The three given vectors are, $a=\left[ -2,-1,4 \right],b=\left[ 5,-2,5 \right]$ and $c=\left[ 3,0,-1 \right]$.
Now, to find if they are coplanar or not, we have to find their scalar triple product. If the value of the scalar triple product turns out to be zero, then the vectors are coplanar. On the other hand, if the value is not equal to zero, then we will conclude that the vectors are not coplanar.
An easy way to find the scalar triple product is to evaluate the determinant made by the components one by one and find the value of the determinant. Similarly, if the value of the determinant is said to be zero, then we will get to know that the vectors are coplanar. Again, on the other hand, if the value is said not to be zero, then we will know that the vectors are not coplanar.
Now, to find the determinant,
$\left| \begin{matrix}
   -2 \\
   5 \\
   3 \\
\end{matrix}\begin{matrix}
   -1 \\
   -2 \\
   0 \\
\end{matrix}\begin{matrix}
   4 \\
   5 \\
   -1 \\
\end{matrix} \right|$
Simplifying,
$\Rightarrow -2\left| \begin{matrix}
   -2 & 5 \\
   0 & -1 \\
\end{matrix} \right|-1\left| \begin{matrix}
   5 & 5 \\
   -1 & 3 \\
\end{matrix} \right|+4\left| \begin{matrix}
   5 & -2 \\
   3 & 0 \\
\end{matrix} \right|$
$\Rightarrow -2\left( 2-0 \right)-1\left( 15+5 \right)+4\left( 0-\left( -6 \right) \right)$
$\Rightarrow -2.2-1.20+4.6$
So, we get,
$\Rightarrow -4-20+24=0$
We can see the value of the determinant is zero, then the vectors are said to be coplanar.

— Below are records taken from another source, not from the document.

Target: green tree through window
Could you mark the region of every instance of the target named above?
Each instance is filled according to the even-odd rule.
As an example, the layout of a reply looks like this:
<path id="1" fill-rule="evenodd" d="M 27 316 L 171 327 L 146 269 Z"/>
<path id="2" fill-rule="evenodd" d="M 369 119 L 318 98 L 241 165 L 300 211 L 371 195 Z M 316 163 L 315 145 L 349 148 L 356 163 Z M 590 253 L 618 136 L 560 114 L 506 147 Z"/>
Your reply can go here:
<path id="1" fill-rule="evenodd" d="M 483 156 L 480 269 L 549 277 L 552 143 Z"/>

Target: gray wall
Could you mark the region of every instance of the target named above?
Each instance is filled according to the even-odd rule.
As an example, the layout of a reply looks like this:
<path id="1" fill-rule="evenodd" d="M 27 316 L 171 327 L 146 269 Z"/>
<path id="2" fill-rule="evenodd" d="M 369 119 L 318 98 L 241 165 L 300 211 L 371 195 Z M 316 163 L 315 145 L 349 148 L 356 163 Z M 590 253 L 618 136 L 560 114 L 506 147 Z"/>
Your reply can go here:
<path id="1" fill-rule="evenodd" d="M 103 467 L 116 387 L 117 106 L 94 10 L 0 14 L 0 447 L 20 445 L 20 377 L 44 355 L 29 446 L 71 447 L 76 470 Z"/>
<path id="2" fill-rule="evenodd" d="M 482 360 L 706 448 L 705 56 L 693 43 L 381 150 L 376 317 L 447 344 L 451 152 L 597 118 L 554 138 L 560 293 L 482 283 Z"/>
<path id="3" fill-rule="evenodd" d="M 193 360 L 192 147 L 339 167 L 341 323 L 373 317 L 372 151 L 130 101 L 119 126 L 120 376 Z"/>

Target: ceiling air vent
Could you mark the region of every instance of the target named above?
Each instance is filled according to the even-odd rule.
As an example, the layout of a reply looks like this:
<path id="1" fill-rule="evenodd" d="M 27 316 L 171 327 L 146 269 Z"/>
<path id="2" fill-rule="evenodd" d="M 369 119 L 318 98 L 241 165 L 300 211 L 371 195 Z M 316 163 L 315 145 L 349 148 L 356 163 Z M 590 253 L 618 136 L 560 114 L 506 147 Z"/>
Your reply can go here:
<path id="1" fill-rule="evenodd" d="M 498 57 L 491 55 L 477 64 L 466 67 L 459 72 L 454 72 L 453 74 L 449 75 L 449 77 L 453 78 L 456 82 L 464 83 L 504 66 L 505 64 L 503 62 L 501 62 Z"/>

Hence the solution is, (b) Finding their scalar triple product .

Note:
The scalar triple product is also obviously very useful if you have a lot of parallelepipeds lying around and want to know their volume. But, if you don't happen to find yourself pining to know the volume of a parallelepiped, you may wonder what's the use of the scalar triple product. Nonetheless, the scalar triple product does have its uses even if you aren't that excited about parallelepipeds. In multivariable calculus, it turns out there are parallelepipeds lurking behind some important formulas and theorems. The reason stems from the definition of the differentiability of functions.